The lifelong love affair between Matt Damon and Ben Affleck ensures they’ll always be mentioned in the same breath, but for a long time, it looked as though one had their head screwed on tighter than the other.

After initially going their separate ways in the 1990s, having become overnight sensations after Good Will Hunting won the Academy Award for ‘Best Original Screenplay’, it became clear that while Damon fancied himself as an actor, Affleck seemed more preoccupied with becoming a movie star.

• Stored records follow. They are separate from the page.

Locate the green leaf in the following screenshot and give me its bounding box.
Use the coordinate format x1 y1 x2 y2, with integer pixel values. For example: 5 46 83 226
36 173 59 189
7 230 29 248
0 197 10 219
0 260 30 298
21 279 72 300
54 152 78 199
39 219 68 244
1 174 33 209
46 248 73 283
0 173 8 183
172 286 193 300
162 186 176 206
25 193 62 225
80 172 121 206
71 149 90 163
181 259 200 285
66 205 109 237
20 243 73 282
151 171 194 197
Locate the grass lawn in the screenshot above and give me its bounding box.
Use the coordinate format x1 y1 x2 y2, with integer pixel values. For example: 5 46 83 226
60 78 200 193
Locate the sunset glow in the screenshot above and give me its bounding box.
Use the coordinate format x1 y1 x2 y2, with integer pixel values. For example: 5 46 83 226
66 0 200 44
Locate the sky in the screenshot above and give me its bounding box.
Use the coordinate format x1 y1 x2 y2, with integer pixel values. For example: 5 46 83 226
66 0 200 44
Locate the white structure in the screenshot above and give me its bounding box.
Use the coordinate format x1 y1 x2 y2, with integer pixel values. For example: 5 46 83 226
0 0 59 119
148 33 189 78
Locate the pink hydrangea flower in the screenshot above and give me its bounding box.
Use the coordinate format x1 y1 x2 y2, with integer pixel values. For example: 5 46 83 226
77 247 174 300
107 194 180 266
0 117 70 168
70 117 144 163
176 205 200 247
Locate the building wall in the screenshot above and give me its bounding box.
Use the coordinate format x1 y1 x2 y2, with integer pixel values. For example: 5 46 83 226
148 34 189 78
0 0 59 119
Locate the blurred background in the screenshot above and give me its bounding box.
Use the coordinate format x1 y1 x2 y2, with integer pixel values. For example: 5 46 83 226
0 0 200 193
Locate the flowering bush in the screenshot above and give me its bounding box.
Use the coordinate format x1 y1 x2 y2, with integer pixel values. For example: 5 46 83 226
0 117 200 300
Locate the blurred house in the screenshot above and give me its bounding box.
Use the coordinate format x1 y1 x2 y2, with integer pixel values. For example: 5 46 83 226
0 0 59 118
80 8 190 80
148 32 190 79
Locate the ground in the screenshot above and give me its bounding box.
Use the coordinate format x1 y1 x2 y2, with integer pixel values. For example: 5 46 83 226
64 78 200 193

All you need to look at is the films they made in the aftermath to reach that conclusion: Damon made The Rainmaker with Francis Ford Coppola, Saving Private Ryan with Steven Spielberg, The Talented Mr Ripley with Anthony Minghella, and even The Legend of Bagger Vance, despite being crap, gave him the opportunity to be directed by Robert Redford.

Affleck’s first post-Good Will Hunting outing came in the sci-fi horror Phantoms, which flopped, even though he was the bomb in it. After that, he teamed with Michael Bay for Armageddon and Pearl Harbor and stuck with tedious genre fare by boarding Reindeer Games opposite Charlize Theron, which she regrets to this day.

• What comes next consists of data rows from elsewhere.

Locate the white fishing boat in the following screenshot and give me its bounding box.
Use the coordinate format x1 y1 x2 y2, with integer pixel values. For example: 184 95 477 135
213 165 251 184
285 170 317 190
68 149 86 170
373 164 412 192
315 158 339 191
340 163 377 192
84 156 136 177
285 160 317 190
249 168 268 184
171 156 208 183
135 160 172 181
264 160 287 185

By the early 2000s, Damon had reinvented himself as the thinking man’s action hero, reinventing the genre in the process, in The Bourne Identity, while Affleck torpedoed the Jack Ryan franchise in The Sum of All Fears, sent John Woo scurrying away from Hollywood with his tail between his legs in Paycheck, and decided that starring opposite Jennifer Lopez in Gigli was a good idea.

It would be an understatement to say they experienced mixed fortunes when their paths diverged, but on the plus side, Affleck has since bounced back. However, Damon dived out of the way of a bullet that struck his platonic life partner squarely in the chest when he was offered the title role in 2003’s Daredevil.

Casting his mind back to that period, the star bristled at the ongoing comparisons between the two. “The reality is that if Michael Bay had offered me Armageddon when Good Will Hunting was in the can, which was when Ben got offered that role, I would have taken it, too,” he explained. “I would have taken any job that any director offered me at that point. And if Ben had been offered Saving Private Ryan he would have done it, but suddenly I became the serious one. It’s all bullshit.”

Damon wasn’t done there, either. “I would have done Daredevil,” he declared. “Ben and I loved that comic book, but I just didn’t quite believe in the script or the director at the time.” The character was their shared favourite superhero, but Damon’s concerns over writer and director Mark Steven Johnson’s lack of credentials convinced him that it wasn’t the right move.

Obviously, Affleck had no such concerns, and for the last 20 years, he’s shit all over the superhero blockbuster whenever he’s had the chance. His overriding memory of the experience was a frank, “I hate Daredevil so much,” and it’s haunted him ever since. If he had the same mindset as Damon, he too could have avoided the debacle entirely.